@drhat77 Thanks for your answer, I was very interested in a doctor’s perspective. Do you think doctors will worry business will be taken away from them?
What I like about the idea is to have a doctor accessible by web for my chronic problems. Like my thyroid. I am a little difficult to stabilize, so I get blood tests every 2–3 months. I just need the results and I know to lower or increase my drugs myself. I have a long established history though. I think a web-based doctor will be more likely to get back to me, not mind talking for 5 minutes, and prescribe meds for me. I also check my CBC, iron, vitamin D, and every so often a CMP regularly. I take prescription D and take extra iron, adjusting the dose based on blood tests. If anything came up abnormal and needed further investigation I would gladly visit a doctor in person. Even for my thyroid I think it is good for me to be seen in person at least once every two years, do an ultrasound possibly.

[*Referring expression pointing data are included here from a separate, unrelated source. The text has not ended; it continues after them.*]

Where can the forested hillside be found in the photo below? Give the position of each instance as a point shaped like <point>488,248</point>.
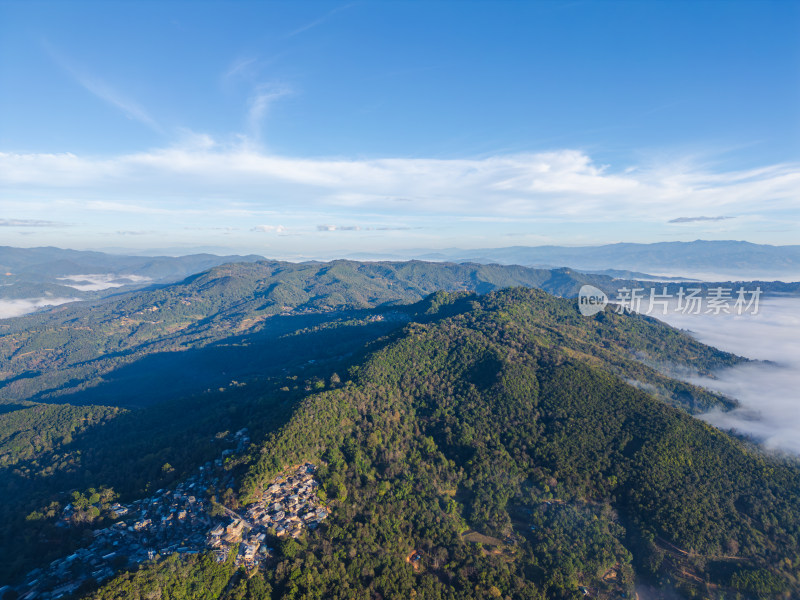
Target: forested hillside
<point>510,458</point>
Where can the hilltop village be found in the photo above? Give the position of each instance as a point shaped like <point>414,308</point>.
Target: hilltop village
<point>184,520</point>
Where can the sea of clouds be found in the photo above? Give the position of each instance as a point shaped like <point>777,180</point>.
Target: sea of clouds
<point>93,282</point>
<point>22,306</point>
<point>768,392</point>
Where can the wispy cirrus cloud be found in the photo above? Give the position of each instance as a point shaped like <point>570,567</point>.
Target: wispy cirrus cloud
<point>562,184</point>
<point>269,229</point>
<point>260,102</point>
<point>319,21</point>
<point>697,219</point>
<point>30,223</point>
<point>101,89</point>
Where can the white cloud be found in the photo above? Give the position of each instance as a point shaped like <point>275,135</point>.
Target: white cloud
<point>101,281</point>
<point>563,184</point>
<point>22,306</point>
<point>102,90</point>
<point>769,393</point>
<point>269,228</point>
<point>260,102</point>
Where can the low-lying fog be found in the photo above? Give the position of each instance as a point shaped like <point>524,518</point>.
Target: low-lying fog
<point>93,282</point>
<point>22,306</point>
<point>769,394</point>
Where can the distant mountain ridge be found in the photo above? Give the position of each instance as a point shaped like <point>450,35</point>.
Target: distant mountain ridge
<point>723,257</point>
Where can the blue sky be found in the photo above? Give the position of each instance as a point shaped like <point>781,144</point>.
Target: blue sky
<point>323,128</point>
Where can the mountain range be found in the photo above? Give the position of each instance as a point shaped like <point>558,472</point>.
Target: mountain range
<point>467,414</point>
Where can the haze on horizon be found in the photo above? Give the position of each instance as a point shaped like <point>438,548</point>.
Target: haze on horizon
<point>330,128</point>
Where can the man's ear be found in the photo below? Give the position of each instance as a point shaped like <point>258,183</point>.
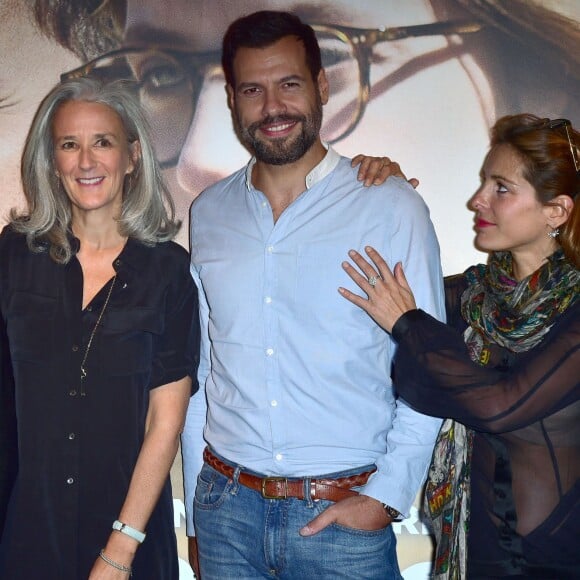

I also would like to be able to use it for shingles, and even a sinus infection. I don’t ask for an antibiotic unless my sinus infection lasts over a week, I know the difference between a cold, flu and bacterial infection. I don’t go to the doctor unless I know it is likely bacterial. I have never as an adult gone to the doctor for flu or a cold. A doctor in real life doesn’t culture anything for those usually, they just talk to you, look at you, and prescribe.
I think it’s great you caught the thyroid, but I think there is a serious problem that women don’t have their TSH run once a year at their yearly visit. Especially after age 40. Why GYN’s or GP’s don’t test it in women when it is so common and an inexpensive test I don’t understand. I know it occurs in men also, but much more common in women.
I agree some things must be seen in person. New illness, or a change, the doctor needs to be able to touch and push and run diagnostics. And, I prefer my own doctors be fine with email or talking through the web and releasing my lab results through the web. Many doctors won’t do it. At least with the web based service, we know those doctors aren’t annoyed they are talking to us. Or, they have agreed to it anyway; agreed to give that service. Even if doctors are not annoyed, it feels like that to patients. We have been trained that doctors don’t want to talk to us.